While CAL Auto had built a handful of its own custom street rod chassis, stepping up to the fortification necessary in land speed racing meant over-building every detail. "When I was at Rad Rods by Troy, I did a lot of work on [George Poteet's] Blowfish. So there's a lot of inspiration that transferred from there, but this is the most purposefully-built chassis we've done to date," Andy says. "It makes all the street chassis look simple!" Overkill was the name of the game to build up the chassis weight while also making it as stiff as a steel girder. This maintains rigidity over the bumpy salt crust while also providing the weight necessary to keep the coupe planted above 200 mph. Ultimately, this cocoon of tubular steel brings the total weight of the coupe up to approximately 5,700 pounds in race trim.
The coupe was originally built with the Atlas/Vortec 4200 inline-six in mind, but as the CAL Auto crew put it, Ron simply wanted to go faster once they began down the rabbit hole. Mast Motorsports served up 427 cubic inches of Precision-boosted goodness thanks to an engine program that leans on a Callies Magnum LS9 crank and billet I-beam rods, with Mast's own heads (2.20/1.60" Titanium/Inconel valves) directing airflow from the Holley Hi-Ram. The single 108mm turbo is responsible for more than 1,200 hp at a lazy 8psi (while Ron and the CAL Auto team fine-tune and sort the new chassis), and is fed by a top-mounted air filter that sucks air through a hood scoop before being intercooled by an air-to-water intercooler. A 7.5-inch Tilton 6-disc clutch separates power from the air-shifted Jerico five-speed, which splits the gears ahead of the four-linked Winters quick-change rear axle. A unique four-link front axle was designed (due to the narrow nose) to ride along a vertical "track" of sorts, that keeps it centered in lieu of a panhard bar.

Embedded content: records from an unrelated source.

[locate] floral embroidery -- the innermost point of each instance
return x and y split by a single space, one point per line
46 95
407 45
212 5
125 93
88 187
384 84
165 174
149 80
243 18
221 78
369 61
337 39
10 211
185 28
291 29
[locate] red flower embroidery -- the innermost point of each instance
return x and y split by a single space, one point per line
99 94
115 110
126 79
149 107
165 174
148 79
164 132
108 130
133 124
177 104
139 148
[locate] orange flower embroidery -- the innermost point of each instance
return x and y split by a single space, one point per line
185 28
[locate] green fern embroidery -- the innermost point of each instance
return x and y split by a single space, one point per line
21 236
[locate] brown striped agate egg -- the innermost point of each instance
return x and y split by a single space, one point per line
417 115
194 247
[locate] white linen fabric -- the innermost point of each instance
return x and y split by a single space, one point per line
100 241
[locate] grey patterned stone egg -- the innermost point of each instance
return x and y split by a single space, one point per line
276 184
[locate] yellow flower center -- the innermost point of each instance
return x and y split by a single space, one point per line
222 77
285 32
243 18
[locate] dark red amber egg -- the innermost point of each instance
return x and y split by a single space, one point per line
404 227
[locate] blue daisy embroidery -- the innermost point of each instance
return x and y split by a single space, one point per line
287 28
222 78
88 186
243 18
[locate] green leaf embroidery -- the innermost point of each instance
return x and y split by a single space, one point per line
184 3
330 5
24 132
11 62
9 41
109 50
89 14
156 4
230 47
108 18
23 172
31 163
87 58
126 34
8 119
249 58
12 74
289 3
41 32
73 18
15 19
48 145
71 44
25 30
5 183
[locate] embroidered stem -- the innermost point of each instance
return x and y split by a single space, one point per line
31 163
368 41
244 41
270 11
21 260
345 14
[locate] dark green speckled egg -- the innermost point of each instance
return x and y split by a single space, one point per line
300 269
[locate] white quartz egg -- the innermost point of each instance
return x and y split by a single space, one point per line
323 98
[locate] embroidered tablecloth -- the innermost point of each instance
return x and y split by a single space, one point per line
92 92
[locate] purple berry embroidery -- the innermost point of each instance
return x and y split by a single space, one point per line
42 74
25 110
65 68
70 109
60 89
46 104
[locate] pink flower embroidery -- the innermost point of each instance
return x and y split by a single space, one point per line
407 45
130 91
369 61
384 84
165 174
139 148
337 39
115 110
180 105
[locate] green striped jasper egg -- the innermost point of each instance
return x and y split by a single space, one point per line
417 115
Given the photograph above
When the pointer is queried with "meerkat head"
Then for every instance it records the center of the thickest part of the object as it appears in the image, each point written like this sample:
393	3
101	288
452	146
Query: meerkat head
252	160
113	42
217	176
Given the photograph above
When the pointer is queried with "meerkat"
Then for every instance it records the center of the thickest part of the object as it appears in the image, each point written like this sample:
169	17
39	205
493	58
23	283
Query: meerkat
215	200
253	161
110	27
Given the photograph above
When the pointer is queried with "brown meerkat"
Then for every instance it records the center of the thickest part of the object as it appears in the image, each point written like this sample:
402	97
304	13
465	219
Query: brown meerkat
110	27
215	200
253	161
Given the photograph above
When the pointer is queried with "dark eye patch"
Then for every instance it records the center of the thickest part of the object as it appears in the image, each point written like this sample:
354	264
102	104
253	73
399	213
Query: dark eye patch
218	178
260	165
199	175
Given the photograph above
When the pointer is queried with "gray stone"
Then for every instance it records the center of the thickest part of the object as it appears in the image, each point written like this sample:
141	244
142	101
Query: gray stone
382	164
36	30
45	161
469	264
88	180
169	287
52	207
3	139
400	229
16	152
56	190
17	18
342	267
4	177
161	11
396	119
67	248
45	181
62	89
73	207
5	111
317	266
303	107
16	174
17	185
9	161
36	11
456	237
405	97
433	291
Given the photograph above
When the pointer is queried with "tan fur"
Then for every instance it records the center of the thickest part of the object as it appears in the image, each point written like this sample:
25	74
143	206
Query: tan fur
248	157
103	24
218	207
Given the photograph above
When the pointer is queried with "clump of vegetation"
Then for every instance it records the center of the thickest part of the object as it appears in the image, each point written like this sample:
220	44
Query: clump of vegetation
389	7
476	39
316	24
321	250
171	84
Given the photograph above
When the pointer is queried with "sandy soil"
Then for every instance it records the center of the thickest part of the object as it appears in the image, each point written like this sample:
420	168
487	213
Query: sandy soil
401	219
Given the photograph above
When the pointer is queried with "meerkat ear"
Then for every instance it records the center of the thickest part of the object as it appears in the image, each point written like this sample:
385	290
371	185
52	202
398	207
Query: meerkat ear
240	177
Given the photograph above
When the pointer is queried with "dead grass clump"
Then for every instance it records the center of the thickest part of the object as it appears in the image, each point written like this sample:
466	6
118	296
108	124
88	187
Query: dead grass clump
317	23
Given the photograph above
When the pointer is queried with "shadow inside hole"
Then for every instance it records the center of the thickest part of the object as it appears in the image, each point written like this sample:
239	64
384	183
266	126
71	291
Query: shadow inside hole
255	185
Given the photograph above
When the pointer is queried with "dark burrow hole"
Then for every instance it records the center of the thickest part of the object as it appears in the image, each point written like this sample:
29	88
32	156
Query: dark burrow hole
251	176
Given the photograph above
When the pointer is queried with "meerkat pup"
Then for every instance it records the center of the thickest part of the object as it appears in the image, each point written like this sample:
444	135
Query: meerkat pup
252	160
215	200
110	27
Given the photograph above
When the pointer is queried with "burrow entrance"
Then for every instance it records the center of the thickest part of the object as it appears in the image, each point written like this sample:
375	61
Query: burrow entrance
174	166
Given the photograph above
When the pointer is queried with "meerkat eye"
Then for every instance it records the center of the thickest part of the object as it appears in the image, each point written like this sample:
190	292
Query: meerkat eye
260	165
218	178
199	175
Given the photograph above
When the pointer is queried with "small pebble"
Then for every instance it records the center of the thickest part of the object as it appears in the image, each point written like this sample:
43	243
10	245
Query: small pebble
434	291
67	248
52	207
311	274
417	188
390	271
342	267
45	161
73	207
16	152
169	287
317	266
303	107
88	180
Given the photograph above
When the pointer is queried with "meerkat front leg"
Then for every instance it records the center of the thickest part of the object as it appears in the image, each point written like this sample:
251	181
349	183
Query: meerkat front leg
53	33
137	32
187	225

Last year, the Chevy streamliner made its debut with a stout 227.661mph blast on low-boost, even with the fractured, rough salt crust. The simulations had proven accurate, and the coupe was stable at speed. After some routine maintenance (including wiring, where salt water had leached into the insulator), the team was looking to break into the 250-300 mph range during Speed Week 2018, but the God of Speed threw the CAL Auto team some curveballs, which ate up their opportunities for runs. First, a miscalculation in the quick-change rear end meant that they were geared too short initially. After sorting through that debacle, a front-end "shimmy" began to develop at 150mph. "It was odd because we knew the car had been to 227 before," said Andy.

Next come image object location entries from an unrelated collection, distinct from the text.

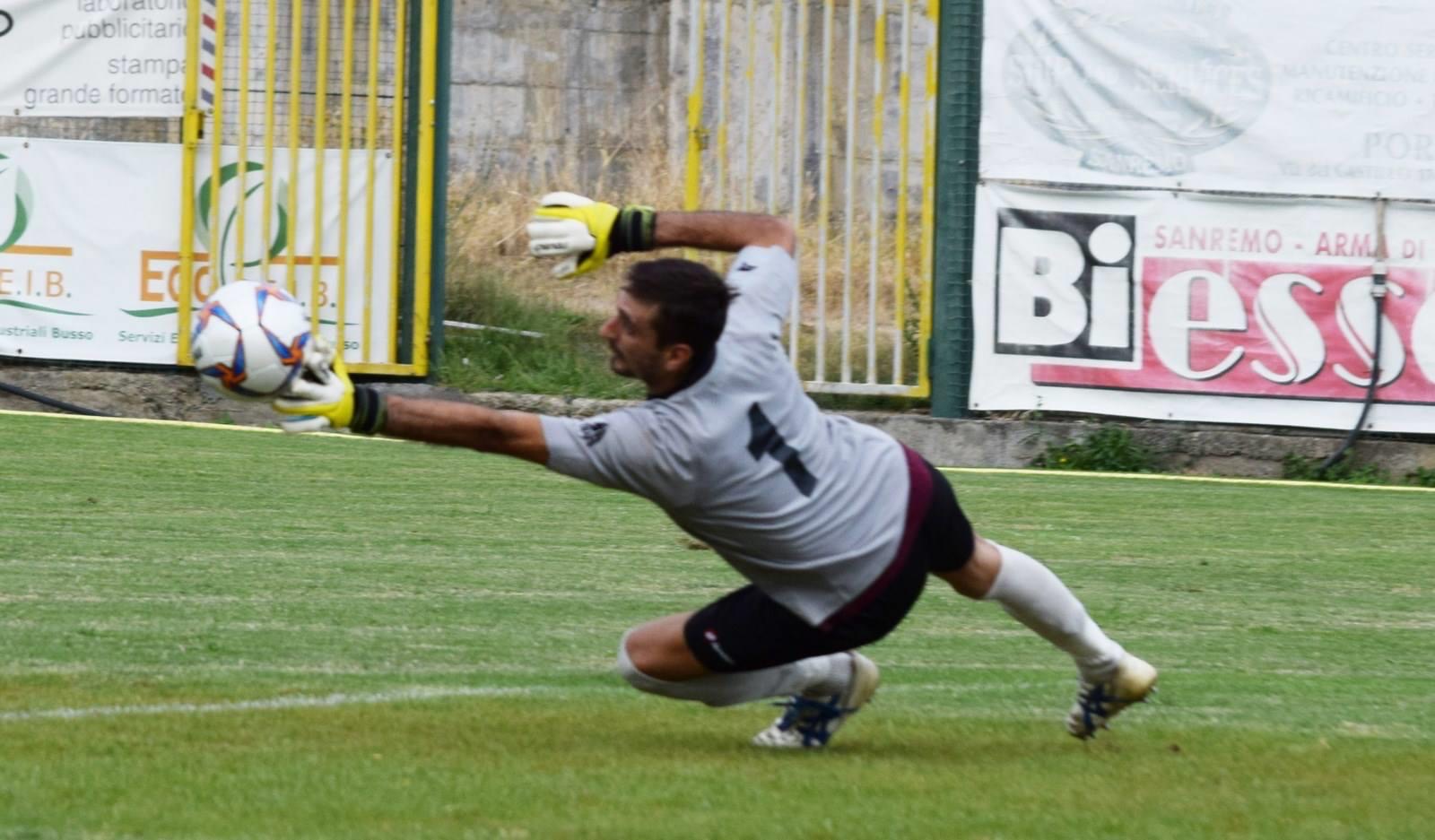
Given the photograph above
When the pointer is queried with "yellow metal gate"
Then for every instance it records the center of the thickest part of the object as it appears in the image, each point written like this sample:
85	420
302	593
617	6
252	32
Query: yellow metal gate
305	167
825	110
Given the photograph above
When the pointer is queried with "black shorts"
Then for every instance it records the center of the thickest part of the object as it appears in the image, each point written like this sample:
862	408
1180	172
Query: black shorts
746	631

These little issues stacked up throughout the week, with their first 207.538mph pass being their best. What they later found was that wet salt had built up on the back-side of a front wheel, essentially creating a one-pound wheel weight. "That's one of those things about the great white dyno out there," said Eric. "You can do all the preparation you want for 11 months of the year while putting the best car in the world together and get your ass handed to you with something as simple as that!" With high hopes for a return of 2018's clean salt and excellent racing surface, CAL Auto will return for that 300 barrier.